For much of last year, the takeover followed the usual pattern of mud-slinging by both sides, with Wall Street observers predicting eventual victory for Hilton, provided Bollenbach was prepared to raise his offer. What the super-confident Bollenbach hadn't reckoned on was the late arrival on the scene of Starwood Lodging, a REIT led by the equally confident Barry Sternlicht. It came in as a "white knight" - a friendly suitor brought in by ITT to see off Hilton by offering a higher price.

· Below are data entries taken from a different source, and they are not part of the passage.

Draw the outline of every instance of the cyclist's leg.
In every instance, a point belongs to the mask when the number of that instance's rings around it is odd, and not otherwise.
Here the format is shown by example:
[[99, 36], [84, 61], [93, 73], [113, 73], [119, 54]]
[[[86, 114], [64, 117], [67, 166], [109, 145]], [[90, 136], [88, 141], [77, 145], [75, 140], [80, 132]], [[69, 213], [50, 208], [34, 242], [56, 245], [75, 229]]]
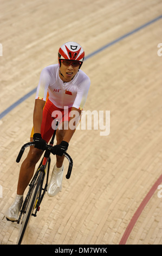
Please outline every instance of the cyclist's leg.
[[[31, 138], [33, 141], [33, 138]], [[34, 146], [30, 147], [28, 154], [21, 164], [17, 185], [17, 194], [22, 195], [33, 177], [35, 165], [40, 159], [43, 150]]]

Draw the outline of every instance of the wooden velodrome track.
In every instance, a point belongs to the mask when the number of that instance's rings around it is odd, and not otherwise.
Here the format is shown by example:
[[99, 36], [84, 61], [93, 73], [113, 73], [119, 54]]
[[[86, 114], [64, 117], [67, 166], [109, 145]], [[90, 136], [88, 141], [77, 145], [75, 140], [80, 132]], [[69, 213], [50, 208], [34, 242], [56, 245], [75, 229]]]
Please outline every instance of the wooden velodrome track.
[[16, 243], [18, 225], [3, 217], [28, 152], [16, 163], [33, 125], [35, 93], [28, 94], [42, 69], [57, 63], [60, 45], [73, 40], [87, 57], [82, 69], [91, 86], [85, 110], [110, 111], [110, 133], [76, 131], [68, 149], [71, 178], [64, 172], [62, 192], [46, 196], [23, 243], [161, 244], [161, 1], [0, 4], [0, 243]]

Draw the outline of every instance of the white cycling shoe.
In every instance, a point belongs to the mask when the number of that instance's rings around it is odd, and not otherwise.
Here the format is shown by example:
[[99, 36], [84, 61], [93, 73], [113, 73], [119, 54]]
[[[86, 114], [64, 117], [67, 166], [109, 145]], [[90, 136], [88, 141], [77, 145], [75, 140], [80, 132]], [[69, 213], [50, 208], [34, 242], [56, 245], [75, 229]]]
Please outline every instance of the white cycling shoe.
[[57, 168], [55, 165], [50, 179], [47, 186], [47, 194], [49, 197], [54, 197], [62, 190], [62, 181], [63, 174], [63, 165], [62, 167]]
[[19, 212], [23, 202], [23, 196], [16, 195], [15, 202], [6, 211], [5, 216], [7, 220], [11, 221], [17, 221]]

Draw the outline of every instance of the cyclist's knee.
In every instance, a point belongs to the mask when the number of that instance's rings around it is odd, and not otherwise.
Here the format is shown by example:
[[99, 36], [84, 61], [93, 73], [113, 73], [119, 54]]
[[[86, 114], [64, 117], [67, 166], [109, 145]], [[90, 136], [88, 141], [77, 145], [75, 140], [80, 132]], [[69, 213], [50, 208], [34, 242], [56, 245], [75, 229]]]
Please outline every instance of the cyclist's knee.
[[38, 149], [34, 147], [30, 147], [27, 156], [28, 160], [31, 164], [35, 164], [40, 159], [43, 153], [43, 151], [40, 149]]

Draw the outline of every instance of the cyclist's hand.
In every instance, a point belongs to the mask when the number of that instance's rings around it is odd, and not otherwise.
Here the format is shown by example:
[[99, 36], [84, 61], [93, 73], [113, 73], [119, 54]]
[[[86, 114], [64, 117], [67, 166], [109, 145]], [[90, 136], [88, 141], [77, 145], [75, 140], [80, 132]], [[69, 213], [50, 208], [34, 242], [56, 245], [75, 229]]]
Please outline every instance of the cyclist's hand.
[[35, 148], [38, 149], [42, 149], [45, 150], [46, 149], [46, 142], [42, 138], [41, 135], [40, 133], [34, 133], [33, 135], [33, 141], [35, 142]]
[[53, 149], [51, 150], [51, 153], [54, 155], [62, 156], [63, 153], [64, 153], [68, 149], [68, 145], [69, 143], [68, 143], [68, 142], [62, 141], [60, 144], [54, 147]]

Suddenly, Bollenbach had a fight on his hands, and he was eventually forced to throw in the towel in the face of a knockout bid from Starwood valuing ITT at a staggering $14b. To have raised his own bid any higher would have put a huge strain on Hilton's financial stability and put Bollenbach's reputation on the line.

But how, people have been asking, could Starwood afford to pay so much without putting its own future in jeopardy? The answer lies in the complicated tax breaks enjoyed by REITs such as Starwood and Patriot American Hospitality, the latter of which last week announced its entry into Europe through its £92m takeover of Arcadian International.

In essence, REITs came into being in the early 1980s as part of an attempt by the US government to revive the fortunes of the country's property sector after years in the doldrums. The tax status they were given allows them to avoid paying any corporate taxes provided they distribute 95% or more of their taxable earnings to shareholders in the form of dividends.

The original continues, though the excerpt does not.